Die Rechtsprechung unterstreicht die Notwendigkeit präziser Beweisführung und die genaue Unterscheidung juristischer Kategorien, um Ansprüche erfolgreich durchzusetzen.
Benötigen Sie Hilfe?
Stehen Sie nach einem Fahrzeugkauf vor Problemen mit arglistiger Täuschung oder Anfechtung? Kontaktieren Sie uns für eine erste Einschätzung Ihres Falls.
Das Urteil in der Praxis
Was auf den ersten Blick wie ein kleiner Fall von nebenan wirkt, ist in Wahrheit eine knallharte Lektion über die Tücken der Beweislast bei „Arglist“. Dieses Urteil unterstreicht gnadenlos: Ein nicht gehaltenes Versprechen ist noch lange keine arglistige Täuschung. Wer Betrug vorwirft, muss beweisen, dass der andere schon bei Vertragsschluss die klare Absicht hatte, zu lügen – und das ist ein schier unmögliches Unterfangen, wenn es um künftige Zusagen geht. Für die Praxis bedeutet das: Augen auf und alles Wichtige schriftlich fixieren, denn die Gerichte schauen auf knallharte Fakten, nicht auf enttäuschte Erwartungen.

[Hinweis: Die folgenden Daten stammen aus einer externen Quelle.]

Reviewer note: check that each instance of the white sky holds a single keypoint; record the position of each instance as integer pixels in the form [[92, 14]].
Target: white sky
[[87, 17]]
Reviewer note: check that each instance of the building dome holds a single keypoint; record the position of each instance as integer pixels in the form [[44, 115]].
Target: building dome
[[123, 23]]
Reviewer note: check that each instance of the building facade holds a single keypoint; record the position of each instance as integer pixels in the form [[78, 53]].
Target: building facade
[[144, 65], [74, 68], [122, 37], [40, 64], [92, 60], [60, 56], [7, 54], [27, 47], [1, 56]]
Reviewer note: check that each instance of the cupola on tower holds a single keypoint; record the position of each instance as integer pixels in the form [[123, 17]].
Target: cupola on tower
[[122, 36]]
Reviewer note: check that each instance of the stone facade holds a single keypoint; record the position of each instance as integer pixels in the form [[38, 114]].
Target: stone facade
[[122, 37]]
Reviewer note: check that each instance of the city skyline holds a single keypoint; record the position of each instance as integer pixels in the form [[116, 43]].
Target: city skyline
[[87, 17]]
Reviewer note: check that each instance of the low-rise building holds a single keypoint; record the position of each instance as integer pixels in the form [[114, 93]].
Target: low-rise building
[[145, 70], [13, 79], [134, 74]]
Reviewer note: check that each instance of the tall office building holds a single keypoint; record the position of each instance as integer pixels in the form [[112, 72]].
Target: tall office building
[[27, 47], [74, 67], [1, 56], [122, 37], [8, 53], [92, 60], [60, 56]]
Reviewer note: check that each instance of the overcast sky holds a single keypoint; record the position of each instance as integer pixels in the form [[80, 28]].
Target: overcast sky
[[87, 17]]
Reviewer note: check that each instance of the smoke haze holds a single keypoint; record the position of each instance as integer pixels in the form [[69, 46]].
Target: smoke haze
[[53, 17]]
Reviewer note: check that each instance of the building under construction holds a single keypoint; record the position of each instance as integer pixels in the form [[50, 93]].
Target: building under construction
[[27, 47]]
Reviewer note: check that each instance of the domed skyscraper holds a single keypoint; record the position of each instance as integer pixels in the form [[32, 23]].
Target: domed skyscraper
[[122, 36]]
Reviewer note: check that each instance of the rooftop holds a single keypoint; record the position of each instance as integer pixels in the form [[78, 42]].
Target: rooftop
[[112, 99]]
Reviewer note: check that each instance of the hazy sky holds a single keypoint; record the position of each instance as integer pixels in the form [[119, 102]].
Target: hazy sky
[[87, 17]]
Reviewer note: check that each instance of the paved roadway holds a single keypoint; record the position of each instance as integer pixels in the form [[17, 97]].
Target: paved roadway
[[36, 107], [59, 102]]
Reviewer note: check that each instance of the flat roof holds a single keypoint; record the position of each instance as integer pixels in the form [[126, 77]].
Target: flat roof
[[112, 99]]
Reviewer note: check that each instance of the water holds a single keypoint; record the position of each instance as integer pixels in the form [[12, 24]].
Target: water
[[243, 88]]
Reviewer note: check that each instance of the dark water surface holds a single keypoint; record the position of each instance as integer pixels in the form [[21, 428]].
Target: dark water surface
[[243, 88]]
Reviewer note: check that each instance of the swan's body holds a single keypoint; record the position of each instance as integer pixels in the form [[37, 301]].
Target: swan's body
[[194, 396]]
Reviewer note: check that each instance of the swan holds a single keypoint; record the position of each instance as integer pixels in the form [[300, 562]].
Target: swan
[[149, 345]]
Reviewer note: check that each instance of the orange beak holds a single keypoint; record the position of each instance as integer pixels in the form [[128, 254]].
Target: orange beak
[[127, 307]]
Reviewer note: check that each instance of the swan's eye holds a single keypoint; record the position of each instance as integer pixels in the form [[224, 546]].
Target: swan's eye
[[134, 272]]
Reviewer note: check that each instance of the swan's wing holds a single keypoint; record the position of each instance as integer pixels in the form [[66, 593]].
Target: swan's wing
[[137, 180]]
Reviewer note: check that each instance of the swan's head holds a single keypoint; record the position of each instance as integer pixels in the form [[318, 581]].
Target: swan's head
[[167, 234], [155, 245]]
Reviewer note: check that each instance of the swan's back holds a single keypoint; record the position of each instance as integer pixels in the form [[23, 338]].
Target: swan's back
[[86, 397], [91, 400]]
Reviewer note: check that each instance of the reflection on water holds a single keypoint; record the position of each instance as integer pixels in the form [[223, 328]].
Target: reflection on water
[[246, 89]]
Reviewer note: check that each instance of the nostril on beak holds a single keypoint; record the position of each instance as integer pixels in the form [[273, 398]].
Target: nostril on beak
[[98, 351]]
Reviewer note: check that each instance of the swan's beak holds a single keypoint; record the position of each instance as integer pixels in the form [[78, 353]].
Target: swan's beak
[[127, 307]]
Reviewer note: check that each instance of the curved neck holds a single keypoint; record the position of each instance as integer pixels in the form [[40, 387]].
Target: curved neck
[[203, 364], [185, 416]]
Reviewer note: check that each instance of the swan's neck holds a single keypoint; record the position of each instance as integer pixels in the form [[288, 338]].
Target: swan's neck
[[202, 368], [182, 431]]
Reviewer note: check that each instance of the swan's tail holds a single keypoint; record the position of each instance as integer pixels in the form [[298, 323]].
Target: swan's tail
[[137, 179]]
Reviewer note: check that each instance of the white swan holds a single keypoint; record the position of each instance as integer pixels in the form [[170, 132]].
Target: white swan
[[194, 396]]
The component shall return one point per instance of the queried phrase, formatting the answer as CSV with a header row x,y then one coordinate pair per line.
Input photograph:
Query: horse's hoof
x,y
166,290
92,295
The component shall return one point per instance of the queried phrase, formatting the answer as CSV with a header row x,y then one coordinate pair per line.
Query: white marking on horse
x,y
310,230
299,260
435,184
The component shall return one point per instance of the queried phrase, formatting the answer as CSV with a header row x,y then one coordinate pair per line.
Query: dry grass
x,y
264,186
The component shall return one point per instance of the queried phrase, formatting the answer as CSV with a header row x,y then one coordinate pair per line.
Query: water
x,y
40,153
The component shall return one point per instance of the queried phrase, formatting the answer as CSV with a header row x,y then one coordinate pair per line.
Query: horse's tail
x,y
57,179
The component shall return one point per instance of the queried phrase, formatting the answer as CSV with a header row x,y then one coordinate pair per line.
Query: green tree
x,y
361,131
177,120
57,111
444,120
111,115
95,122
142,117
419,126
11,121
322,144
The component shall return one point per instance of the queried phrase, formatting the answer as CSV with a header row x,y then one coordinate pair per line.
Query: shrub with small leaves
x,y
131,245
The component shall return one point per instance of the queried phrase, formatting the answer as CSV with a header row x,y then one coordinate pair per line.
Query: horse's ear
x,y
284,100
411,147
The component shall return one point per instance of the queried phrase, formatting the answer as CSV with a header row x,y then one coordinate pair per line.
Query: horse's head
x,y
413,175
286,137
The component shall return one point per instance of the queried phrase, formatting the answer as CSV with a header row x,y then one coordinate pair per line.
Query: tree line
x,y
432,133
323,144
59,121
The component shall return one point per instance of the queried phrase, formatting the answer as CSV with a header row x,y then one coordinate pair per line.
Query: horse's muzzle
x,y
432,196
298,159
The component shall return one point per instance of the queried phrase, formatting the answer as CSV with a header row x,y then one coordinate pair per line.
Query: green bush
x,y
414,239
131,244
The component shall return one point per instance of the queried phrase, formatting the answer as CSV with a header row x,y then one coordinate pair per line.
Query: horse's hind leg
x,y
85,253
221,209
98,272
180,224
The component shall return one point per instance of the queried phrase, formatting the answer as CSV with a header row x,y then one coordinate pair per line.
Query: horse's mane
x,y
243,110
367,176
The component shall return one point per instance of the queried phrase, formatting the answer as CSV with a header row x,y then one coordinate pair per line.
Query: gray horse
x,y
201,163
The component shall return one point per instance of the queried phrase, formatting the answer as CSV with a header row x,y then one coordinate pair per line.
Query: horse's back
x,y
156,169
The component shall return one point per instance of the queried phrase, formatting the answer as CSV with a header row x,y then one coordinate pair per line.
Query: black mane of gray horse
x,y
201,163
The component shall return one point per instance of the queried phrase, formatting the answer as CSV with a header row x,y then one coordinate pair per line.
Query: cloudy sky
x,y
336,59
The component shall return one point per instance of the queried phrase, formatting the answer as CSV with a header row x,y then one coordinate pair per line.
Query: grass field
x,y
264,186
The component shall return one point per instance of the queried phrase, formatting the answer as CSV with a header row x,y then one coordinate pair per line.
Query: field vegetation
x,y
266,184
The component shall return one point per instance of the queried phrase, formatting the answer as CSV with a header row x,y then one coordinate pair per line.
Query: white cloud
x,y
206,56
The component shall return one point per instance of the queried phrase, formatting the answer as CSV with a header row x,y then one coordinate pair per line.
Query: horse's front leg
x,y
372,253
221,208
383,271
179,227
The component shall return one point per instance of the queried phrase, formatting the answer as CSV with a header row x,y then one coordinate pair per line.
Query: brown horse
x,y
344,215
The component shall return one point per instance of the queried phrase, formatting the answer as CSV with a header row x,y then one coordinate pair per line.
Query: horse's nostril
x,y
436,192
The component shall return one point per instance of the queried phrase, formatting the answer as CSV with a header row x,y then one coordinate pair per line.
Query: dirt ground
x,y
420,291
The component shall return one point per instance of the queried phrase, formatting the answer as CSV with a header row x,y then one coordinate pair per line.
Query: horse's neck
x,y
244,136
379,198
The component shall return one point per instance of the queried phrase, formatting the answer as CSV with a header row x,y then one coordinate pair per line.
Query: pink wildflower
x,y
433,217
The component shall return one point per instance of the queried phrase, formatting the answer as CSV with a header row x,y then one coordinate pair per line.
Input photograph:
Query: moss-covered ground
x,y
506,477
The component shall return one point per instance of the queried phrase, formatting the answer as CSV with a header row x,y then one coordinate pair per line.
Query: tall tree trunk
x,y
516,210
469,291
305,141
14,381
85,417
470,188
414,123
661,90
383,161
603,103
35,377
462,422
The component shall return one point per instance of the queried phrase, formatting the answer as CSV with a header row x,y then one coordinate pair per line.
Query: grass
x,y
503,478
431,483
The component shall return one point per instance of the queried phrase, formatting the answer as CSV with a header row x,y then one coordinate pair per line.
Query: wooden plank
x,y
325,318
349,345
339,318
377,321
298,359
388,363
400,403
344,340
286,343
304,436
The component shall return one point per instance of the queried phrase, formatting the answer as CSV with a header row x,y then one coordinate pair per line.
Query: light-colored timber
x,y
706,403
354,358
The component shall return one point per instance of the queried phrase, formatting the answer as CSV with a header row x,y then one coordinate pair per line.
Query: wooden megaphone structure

Häufig gestellte Fragen (FAQ)
Wann ist mein Autokauf eine arglistige Täuschung und kein einfaches Versprechen?
Ein ‚einfaches Versprechen‘ beim Autokauf wird erst zur arglistigen Täuschung, wenn der Verkäufer bereits zum Zeitpunkt des Vertragsschlusses wusste, dass er dieses Versprechen niemals einhalten kann oder will, und Sie dies gerichtlich beweisen können. Der entscheidende Punkt ist die Vorsatz-Komponente, die den Unterschied macht.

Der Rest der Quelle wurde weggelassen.